# Athearn rtr dual 8/9 pin board help



## Grabbem88 (Feb 24, 2012)

Ok this is new to me but if I try to use sound 8 pin I have to use the 9 pin for motor function??

Reason I ask is on my other 8 pin dcc ready engines (atlas) I can just plug it in program OT and I'm running..

Now I did test this but can't get the motor to run but all sounds and lights work

Anybody want to tell me how you run these with the board in place?

I'm saving for better decoders so Im using what I have for familiarity purposes 

Thanks art


----------



## Brakeman Jake (Mar 8, 2009)

My feeling is that you forgot removing the jumper from the nine pin plug.Even if not using the nine pin plug,you need to remove its jumper.


----------



## Grabbem88 (Feb 24, 2012)

I took it off kinda figured that when I heard noises that wernt normal!! Lol!

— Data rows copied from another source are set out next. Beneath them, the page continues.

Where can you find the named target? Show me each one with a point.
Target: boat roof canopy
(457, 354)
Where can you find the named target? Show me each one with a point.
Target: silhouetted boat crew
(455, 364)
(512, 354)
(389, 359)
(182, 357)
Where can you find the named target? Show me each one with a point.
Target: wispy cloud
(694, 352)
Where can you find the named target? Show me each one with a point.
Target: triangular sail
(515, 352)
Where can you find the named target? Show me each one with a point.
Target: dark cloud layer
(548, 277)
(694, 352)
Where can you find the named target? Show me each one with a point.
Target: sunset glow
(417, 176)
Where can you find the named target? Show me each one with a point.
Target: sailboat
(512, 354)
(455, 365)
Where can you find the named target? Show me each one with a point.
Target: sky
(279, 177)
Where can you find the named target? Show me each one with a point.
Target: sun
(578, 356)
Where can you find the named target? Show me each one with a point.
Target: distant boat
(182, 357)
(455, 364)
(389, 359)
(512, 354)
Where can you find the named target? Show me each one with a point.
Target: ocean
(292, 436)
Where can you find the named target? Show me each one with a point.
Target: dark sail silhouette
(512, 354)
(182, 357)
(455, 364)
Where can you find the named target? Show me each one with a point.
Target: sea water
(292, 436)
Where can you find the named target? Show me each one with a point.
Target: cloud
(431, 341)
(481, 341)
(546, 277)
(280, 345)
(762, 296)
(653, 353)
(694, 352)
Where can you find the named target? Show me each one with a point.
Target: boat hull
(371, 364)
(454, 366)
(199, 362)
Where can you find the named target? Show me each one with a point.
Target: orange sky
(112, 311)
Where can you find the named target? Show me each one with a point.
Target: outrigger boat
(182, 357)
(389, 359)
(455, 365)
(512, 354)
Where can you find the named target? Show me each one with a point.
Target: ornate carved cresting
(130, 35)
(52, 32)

So do you think since all I did was stick the 8 pin In the socket without soldering it is causing my grief? I didn't want to solder it before I found out it worked or not.


----------



## Brakeman Jake (Mar 8, 2009)

It was a guess...the jumper has to be removed before connecting a decoder to even the eight pin plug.Connecting a decoder to the eight pin socket without removing the jumper shorts the track inputs to the motor outputs of the decoder with likely immediate decoder frying.So...if you did try connecting the decoder with the jumper still on,wich I understand,you may have killed the motor drive outputs of the decoder.This also happens when installing a decoder with the motor not properly insulated.


----------



## Grabbem88 (Feb 24, 2012)

Well I think the mrc was the culprit engine fires then shits off horn bell brakes work though so the engine drivers went south..

Put a nce decoder back in and all is good 

Now I see why most just yank the boards out and put the "right" board in there..

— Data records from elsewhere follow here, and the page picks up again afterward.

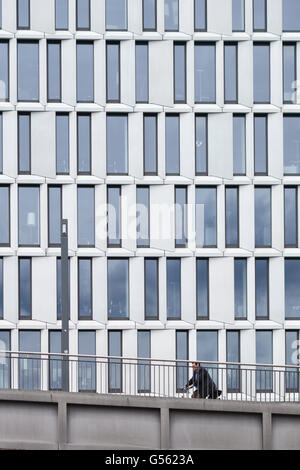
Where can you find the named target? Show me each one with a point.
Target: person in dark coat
(204, 386)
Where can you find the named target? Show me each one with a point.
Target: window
(290, 217)
(205, 72)
(206, 216)
(291, 15)
(202, 279)
(240, 289)
(141, 72)
(232, 216)
(171, 15)
(54, 71)
(83, 14)
(113, 82)
(61, 15)
(289, 72)
(114, 216)
(23, 14)
(85, 292)
(28, 71)
(116, 15)
(4, 70)
(86, 365)
(25, 289)
(180, 216)
(118, 288)
(86, 216)
(117, 144)
(144, 367)
(149, 15)
(263, 232)
(84, 144)
(179, 72)
(62, 143)
(172, 144)
(150, 144)
(238, 15)
(291, 144)
(259, 15)
(143, 216)
(262, 288)
(239, 144)
(115, 348)
(261, 72)
(54, 215)
(151, 289)
(292, 291)
(231, 72)
(29, 215)
(30, 365)
(173, 288)
(85, 71)
(260, 144)
(200, 15)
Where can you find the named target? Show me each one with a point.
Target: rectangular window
(180, 216)
(149, 15)
(202, 279)
(86, 365)
(260, 144)
(231, 72)
(113, 81)
(118, 288)
(85, 71)
(86, 216)
(172, 144)
(25, 289)
(206, 216)
(151, 289)
(289, 72)
(54, 215)
(144, 367)
(179, 72)
(239, 144)
(23, 14)
(291, 217)
(54, 71)
(28, 71)
(262, 288)
(263, 224)
(116, 15)
(84, 144)
(150, 144)
(29, 215)
(232, 216)
(200, 15)
(61, 14)
(141, 72)
(114, 216)
(291, 144)
(240, 289)
(62, 143)
(205, 72)
(261, 72)
(143, 216)
(173, 288)
(117, 144)
(4, 70)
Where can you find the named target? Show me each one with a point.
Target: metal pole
(65, 304)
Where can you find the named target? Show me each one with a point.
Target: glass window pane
(29, 216)
(118, 288)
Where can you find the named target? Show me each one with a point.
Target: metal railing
(150, 377)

Oh well it was free and I got to mess with it some...

Factory boards in general just suck!


----------



## Grabbem88 (Feb 24, 2012)

Any good deals on tasunami or esu? Lol!


----------



## rrgrassi (May 3, 2012)

I have had too many issues w/NCE decoders, so I cannot recommend them either. Soundtraxx or Digitrax for me.


----------



## Grabbem88 (Feb 24, 2012)

I had it working again somehow I shut something

Then I shut something else off and can't get motor to run lol


----------